The most common risks with acupuncture are bruising and possible nerve injury, which is not permanent. Occasionally, patients feel lightheaded when rising from the table after a treatment, but this quickly resolves. Rarely, patients may experience stronger reactions such as fainting, but we are trained to watch for this possibility. I advise you to not be too hungry or dehydrated when you come for a treatment.

Should I tell my doctor I'm getting acupuncture?


If you are receiving ongoing treatment from a physician or are being monitored for medication use, it is wise to inform your provider about your plans to have acupuncture. Acupuncture will not interfere with medications or other treatments you may be receiving, but certain medications may affect how you respond to an acupuncture treatment. So, always tell your acupuncturist what you’ve been taking recently.

I am happy to communicate and with any other providers you may have to coordinate an optimal treatment strategy for you.
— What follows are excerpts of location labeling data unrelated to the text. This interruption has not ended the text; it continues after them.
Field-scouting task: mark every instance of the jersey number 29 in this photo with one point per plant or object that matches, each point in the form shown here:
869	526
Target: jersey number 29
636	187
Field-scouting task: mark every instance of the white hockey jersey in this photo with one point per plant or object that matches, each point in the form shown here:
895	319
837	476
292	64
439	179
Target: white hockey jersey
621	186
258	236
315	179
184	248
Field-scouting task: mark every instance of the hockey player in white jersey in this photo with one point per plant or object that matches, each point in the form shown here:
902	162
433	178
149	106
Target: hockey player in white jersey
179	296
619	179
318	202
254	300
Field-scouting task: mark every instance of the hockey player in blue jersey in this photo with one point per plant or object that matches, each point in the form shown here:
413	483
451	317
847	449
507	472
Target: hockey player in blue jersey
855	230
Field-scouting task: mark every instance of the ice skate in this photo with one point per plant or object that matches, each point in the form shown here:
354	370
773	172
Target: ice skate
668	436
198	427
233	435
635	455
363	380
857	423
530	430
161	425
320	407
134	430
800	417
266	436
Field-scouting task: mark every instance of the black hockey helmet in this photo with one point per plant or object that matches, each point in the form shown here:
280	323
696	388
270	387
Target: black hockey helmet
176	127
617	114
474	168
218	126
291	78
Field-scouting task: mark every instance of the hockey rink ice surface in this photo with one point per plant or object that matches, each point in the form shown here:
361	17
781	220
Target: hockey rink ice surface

What should I expect from a treatment?

Your very first treatment with me (and with most acupuncturists) will be a little longer, because I will ask you about your health history and the issues you are having now. Then I will examine you, which will include taking your pulses, looking at your tongue, and palpating (exploring by touch) the meridians of your body, your abdomen, and any areas of pain you have. Using all this information, I will make an Oriental Medical diagnosis, and then treat you.

I will ask you to lie on the table either face-up or face-down, depending on the treatment needed. Wear loose-fitting clothes that provide access to the knees and elbows, as these areas are often needled. If you need to remove clothing so I may access an area of pain (the hips, for example), a sheet will be available to preserve modesty. Optimize your treatment by arriving neither too hungry nor too full. Drinking extra water before and after a treatment is a good idea—it will help your body assimilate the effects of the treatment.

Do you accept insurance?

I do not bill insurance companies directly, but I will give you a receipt after your treatment if you want to submit it to your insurance company for reimbursement. Check your insurance company's policy regarding coverage for acupuncture, or call them if you're unsure. Although some Pennsylvania insurers are starting to cover acupuncture, particularly for worker's comp or auto accident claims, most do not. Also, you can use your HSA or FSA to pay for acupuncture. Check with your employer.